Stop New Nuclear – assessment of a nonviolent campaign 2010–2013

The campaign Stop New Nuclear in Britain has to be seen in the wider context of plans for nuclear new build in Britain, and a very decentralised anti-nuclear energy movement in the country.

At the very latest since 2006 the UK government was pushing for the construction of up to ten new nuclear power stations in the country.

While the UK climate change movement has been quite strong and partly successful, the same cannot be said for the anti-nuclear energy movement. In addition, some influential UK environmentalists – George Monbiot, James Lovelock, to mention only two names – are promoting nuclear power as an interim solution to combating climate change.

When the UK government began promoting new nuclear, the main actors within the anti-nuclear energy movement were:

  • National environmental NGOs, such as Greenpeace or Friends of the Earth. Both did not campaign publicly on nuclear energy. Greenpeace engaged in legal challenges (partly successful), and Friends of the Earth engaged in lobbying as part of its climate and energy work.
  • Old local groups at existing nuclear power sites, or nearby. Most of these groups were barely functioning, and some had serious generational issues – meaning they consisted mainly of people aged 60+, and were unable to engage with a younger, action-oriented movement.
  • Some small new groups and individuals with a background in nonviolent direct action, networked via the Stop Nuclear Power Network UK, which was founded in November 2009.

By late 2010/early 2011, the government had laid most of the legal basis for the construction of new nuclear power stations in Britain, and the planning procedure for Hinkley Point C – the most advanced of the new stations – was about to begin. However, there was no recent history of nonviolent action at Hinkley, even though the traditional local group was one of the better functioning ones.

The Stop New Nuclear alliance

This was the background of the launch of the alliance and campaign Stop New Nuclear (, which brought together groups from all three categories mentioned above. The thinking behind the alliance and the first campaign of the alliance is explained in the article We can stop new nuclear – if we want to!, which I wrote in December 2010.

The objectives were:

  • Making resistance to nuclear power visible (meaning – beyond behind-the-doors lobbying or legal challenges)
  • Bringing the different spectrums of the movement together with a focus on nonviolent action at Hinkley Point, the first “battleground”
  • Through visible resistance, adding another economic unknown to the construction price of nuclear power stations (which could tip the balance against nuclear)

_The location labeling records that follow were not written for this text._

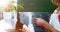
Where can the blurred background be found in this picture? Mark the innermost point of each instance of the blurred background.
(36, 6)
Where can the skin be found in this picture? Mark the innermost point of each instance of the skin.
(57, 2)
(39, 22)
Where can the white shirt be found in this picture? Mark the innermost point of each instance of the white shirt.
(55, 22)
(4, 26)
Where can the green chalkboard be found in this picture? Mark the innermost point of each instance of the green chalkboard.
(38, 6)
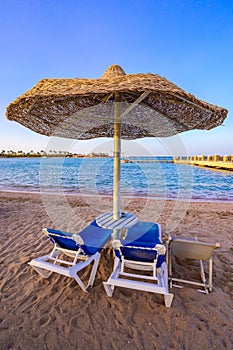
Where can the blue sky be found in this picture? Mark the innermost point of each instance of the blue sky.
(188, 42)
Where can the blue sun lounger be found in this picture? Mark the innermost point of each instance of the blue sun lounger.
(73, 253)
(141, 250)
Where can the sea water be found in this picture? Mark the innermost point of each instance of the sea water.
(94, 176)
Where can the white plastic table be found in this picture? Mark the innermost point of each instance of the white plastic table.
(126, 220)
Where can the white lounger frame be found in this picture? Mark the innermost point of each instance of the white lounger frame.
(47, 264)
(157, 282)
(195, 250)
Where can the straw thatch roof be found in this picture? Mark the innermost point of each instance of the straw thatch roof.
(84, 108)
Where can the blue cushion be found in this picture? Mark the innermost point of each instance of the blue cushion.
(93, 236)
(142, 234)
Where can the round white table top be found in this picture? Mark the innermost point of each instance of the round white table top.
(126, 220)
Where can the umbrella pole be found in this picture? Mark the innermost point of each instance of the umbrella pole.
(117, 157)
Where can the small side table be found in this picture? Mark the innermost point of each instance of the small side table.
(126, 220)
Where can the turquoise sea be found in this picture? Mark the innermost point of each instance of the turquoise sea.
(94, 176)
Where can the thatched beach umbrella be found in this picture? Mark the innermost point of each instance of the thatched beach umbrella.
(119, 105)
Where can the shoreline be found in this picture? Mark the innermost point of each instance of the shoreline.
(78, 194)
(41, 313)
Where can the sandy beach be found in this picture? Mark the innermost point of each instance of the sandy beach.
(56, 314)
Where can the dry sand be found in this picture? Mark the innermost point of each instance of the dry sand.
(56, 314)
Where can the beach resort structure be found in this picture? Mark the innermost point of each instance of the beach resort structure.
(215, 161)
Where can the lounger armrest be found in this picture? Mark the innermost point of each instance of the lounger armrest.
(78, 239)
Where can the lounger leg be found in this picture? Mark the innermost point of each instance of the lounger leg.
(168, 299)
(109, 289)
(203, 277)
(41, 272)
(94, 270)
(210, 273)
(74, 271)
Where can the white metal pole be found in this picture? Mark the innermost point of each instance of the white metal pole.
(117, 157)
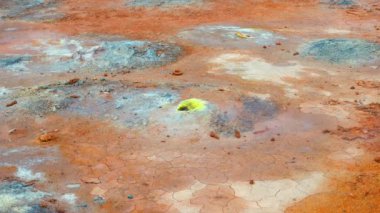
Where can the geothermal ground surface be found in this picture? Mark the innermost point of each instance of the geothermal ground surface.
(189, 106)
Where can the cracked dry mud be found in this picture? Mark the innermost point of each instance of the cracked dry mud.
(189, 106)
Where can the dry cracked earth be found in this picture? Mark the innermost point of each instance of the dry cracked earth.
(259, 106)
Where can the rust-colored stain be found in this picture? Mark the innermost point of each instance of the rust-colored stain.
(189, 106)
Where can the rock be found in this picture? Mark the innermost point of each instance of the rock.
(91, 180)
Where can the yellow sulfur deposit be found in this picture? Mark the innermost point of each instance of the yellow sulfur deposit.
(192, 105)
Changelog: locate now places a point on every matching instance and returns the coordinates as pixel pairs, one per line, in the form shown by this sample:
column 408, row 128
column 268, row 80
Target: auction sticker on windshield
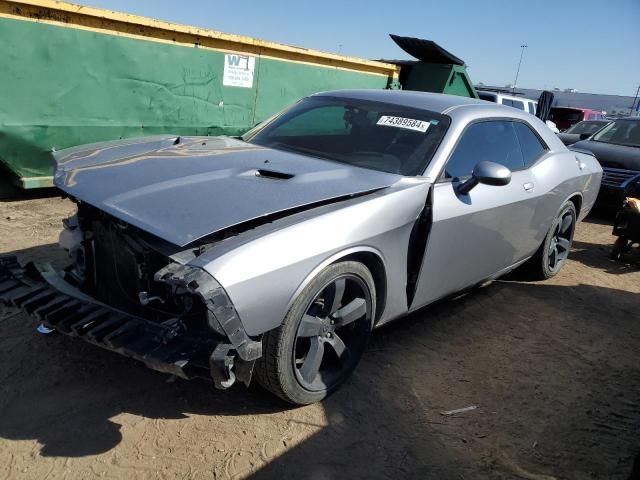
column 401, row 122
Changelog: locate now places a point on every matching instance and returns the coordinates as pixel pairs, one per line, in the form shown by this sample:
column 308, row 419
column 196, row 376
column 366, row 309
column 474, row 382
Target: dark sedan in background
column 617, row 148
column 565, row 117
column 581, row 131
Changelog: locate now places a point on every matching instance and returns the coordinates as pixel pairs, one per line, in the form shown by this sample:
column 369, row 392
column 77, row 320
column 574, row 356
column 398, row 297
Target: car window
column 621, row 132
column 376, row 135
column 318, row 122
column 489, row 97
column 530, row 145
column 513, row 103
column 493, row 141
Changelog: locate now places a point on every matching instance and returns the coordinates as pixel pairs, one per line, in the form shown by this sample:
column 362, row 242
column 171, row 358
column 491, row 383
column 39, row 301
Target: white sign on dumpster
column 238, row 70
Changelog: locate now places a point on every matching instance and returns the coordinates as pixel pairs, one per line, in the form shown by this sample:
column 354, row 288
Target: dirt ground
column 553, row 368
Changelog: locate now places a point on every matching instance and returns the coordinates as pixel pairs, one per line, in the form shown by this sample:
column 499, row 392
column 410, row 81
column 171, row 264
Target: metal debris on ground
column 459, row 410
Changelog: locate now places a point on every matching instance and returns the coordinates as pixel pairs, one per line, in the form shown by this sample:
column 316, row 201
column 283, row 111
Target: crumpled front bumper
column 166, row 347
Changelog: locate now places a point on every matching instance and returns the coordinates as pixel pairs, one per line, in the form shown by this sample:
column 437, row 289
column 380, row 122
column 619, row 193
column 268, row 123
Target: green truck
column 74, row 75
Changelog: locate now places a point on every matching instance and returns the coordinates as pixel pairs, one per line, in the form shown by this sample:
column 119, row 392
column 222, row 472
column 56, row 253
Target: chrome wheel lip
column 330, row 338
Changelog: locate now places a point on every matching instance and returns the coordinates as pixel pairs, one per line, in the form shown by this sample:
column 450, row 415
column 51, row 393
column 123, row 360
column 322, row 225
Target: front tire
column 322, row 337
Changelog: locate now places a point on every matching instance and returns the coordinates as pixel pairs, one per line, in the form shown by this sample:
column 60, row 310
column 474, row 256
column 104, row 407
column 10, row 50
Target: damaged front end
column 128, row 292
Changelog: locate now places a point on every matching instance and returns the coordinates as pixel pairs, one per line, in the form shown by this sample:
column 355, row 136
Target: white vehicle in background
column 521, row 103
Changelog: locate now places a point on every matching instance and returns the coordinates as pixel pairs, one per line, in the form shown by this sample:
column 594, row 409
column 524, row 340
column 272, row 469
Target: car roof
column 435, row 102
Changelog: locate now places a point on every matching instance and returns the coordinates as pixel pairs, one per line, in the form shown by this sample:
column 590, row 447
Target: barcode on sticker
column 401, row 122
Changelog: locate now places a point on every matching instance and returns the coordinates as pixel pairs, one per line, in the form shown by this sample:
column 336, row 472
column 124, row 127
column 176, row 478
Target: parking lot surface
column 551, row 367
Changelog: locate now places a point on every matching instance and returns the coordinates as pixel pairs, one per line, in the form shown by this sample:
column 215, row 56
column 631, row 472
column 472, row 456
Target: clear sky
column 590, row 45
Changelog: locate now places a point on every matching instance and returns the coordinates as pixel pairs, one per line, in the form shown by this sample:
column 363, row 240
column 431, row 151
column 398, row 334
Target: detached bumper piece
column 166, row 347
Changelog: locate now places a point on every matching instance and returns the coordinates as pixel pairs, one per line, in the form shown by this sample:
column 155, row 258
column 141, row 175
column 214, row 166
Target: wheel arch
column 576, row 199
column 371, row 257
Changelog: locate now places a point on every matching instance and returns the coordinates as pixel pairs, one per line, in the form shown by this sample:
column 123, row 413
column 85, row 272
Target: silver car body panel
column 263, row 269
column 182, row 189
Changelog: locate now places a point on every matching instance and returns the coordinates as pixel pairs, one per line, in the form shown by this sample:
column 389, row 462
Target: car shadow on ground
column 552, row 371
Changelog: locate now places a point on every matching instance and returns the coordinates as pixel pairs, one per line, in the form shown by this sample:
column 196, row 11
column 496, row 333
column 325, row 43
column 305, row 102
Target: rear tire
column 552, row 254
column 322, row 337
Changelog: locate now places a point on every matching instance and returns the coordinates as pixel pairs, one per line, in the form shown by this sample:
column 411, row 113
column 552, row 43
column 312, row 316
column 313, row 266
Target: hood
column 184, row 188
column 611, row 155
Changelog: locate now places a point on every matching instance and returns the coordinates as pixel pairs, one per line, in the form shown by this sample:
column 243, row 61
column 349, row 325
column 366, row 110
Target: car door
column 478, row 235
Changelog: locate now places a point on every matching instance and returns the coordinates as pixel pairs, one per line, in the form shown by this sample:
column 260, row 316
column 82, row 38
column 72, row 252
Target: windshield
column 620, row 132
column 379, row 136
column 586, row 127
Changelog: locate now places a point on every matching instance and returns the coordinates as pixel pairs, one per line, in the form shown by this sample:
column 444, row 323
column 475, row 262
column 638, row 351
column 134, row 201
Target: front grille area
column 617, row 177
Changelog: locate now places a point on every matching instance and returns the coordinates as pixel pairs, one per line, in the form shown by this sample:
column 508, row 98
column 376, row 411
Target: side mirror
column 489, row 173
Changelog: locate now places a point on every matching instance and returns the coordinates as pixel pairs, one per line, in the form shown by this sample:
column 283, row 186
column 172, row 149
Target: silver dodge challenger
column 274, row 255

The campaign began with a first action – a publicly announced nonviolent blockade of Hinkley Point – in October 2011, in which about 400 people participated (no arrests). This was the first anti-nuclear action which made it into the national media for probably more than a decade, and the largest anti-nuclear action for more than a decade.

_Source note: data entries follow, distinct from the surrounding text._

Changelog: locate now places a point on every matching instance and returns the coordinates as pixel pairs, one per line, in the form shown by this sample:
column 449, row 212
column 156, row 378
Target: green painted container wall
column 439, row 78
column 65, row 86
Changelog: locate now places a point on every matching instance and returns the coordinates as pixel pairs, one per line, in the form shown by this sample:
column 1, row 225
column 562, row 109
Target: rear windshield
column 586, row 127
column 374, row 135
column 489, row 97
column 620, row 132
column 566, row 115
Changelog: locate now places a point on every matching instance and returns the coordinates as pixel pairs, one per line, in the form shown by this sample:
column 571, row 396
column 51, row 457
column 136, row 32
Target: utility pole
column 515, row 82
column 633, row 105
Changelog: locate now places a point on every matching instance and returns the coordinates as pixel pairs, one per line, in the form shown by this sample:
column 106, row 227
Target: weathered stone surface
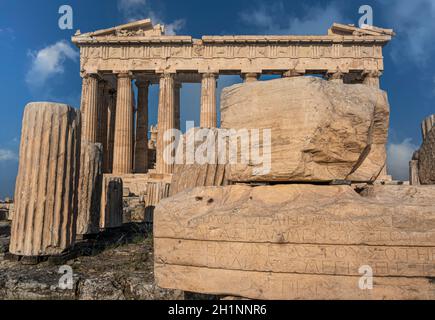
column 321, row 130
column 414, row 178
column 46, row 187
column 90, row 182
column 190, row 175
column 426, row 154
column 111, row 202
column 297, row 241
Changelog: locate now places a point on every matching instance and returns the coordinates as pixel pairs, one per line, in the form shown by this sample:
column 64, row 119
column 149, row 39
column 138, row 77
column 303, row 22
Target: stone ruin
column 422, row 165
column 323, row 214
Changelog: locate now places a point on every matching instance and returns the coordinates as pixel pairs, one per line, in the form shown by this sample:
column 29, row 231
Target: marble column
column 102, row 113
column 141, row 146
column 123, row 143
column 371, row 78
column 177, row 98
column 208, row 117
column 165, row 122
column 89, row 108
column 111, row 118
column 250, row 77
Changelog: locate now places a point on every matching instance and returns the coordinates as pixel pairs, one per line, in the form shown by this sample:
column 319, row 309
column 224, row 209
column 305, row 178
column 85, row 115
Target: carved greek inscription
column 301, row 258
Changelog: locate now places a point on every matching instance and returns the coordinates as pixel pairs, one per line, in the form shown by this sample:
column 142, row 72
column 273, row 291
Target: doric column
column 250, row 77
column 427, row 125
column 208, row 101
column 177, row 103
column 123, row 143
column 371, row 78
column 165, row 122
column 111, row 118
column 46, row 186
column 141, row 146
column 102, row 113
column 89, row 108
column 414, row 179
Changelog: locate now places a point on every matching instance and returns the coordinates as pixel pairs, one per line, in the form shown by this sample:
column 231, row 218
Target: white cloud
column 174, row 27
column 48, row 62
column 317, row 20
column 133, row 10
column 414, row 22
column 399, row 156
column 7, row 155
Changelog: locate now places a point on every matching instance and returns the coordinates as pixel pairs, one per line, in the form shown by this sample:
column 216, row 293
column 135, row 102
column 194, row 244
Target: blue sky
column 40, row 64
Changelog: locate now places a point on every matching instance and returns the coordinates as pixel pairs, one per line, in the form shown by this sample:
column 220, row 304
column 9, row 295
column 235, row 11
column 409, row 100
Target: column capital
column 167, row 75
column 372, row 73
column 123, row 73
column 178, row 84
column 214, row 75
column 335, row 75
column 85, row 75
column 251, row 76
column 291, row 73
column 142, row 83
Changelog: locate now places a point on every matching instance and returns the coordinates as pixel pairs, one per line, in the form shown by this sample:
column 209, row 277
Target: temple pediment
column 141, row 28
column 351, row 30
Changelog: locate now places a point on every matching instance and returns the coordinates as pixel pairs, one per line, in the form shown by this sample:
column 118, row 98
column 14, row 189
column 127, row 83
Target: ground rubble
column 115, row 266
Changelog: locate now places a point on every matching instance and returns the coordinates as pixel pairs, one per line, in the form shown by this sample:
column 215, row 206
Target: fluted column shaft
column 111, row 119
column 89, row 108
column 141, row 147
column 208, row 117
column 177, row 113
column 372, row 78
column 102, row 113
column 165, row 122
column 46, row 186
column 123, row 146
column 250, row 77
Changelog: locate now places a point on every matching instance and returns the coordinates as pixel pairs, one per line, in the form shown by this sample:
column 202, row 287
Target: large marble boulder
column 211, row 172
column 298, row 242
column 321, row 130
column 46, row 195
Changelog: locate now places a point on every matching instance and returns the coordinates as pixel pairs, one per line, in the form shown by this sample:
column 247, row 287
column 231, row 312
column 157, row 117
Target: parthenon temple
column 112, row 59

The first action was followed by a second action in March 2012 – a symbolic surrounding of the nuclear site plus a 24 hour blockade. About 1000 people participated in the surround action, and about 100 in the 24 hour blockade. This time, the power company tried to obtain an injunction against the organisers in the High Court, but failed.

A third – albeit smaller – action was organised in October 2012: a publicly announced mass-trespass of the construction site (with participation only in the dozens).


  • The campaign managed to overcome the fear of the local groups about NVDA, and helped to reenergise the local group near Hinkley Point (Stop Hinkley)
  • It managed to reach out to a variety of people to take part in NVDA for the first time
  • It helped to empower some local/regional activists, who then occupied an abandoned barn on the construction site shortly before the action of March 2012
  • It raised the visibility of the anti-nuclear argument


  • The campaign failed to sustain itself, due to a lack of organisers in the core organising group, which produced burn-out. The campaign did not manage to recruit new members to the organising group, nor did it have resources for paid staff
  • The campaign did not manage to engage the larger mainstream environmental NGOs (such as Friends of the Earth).
  • The campaign did not lead to the formation of a significant number of new local groups.


Given the achievements and pitfalls, the campaign was a partial success, and is still unfinished. However, the main pitfall was the inability of the campaign to sustain itself. It always worked at the very limits of the organisers' capacity, which clearly was not sustainable.

Politically, it did make progress, and was on the right path, but was unable to maintain itself and keep going.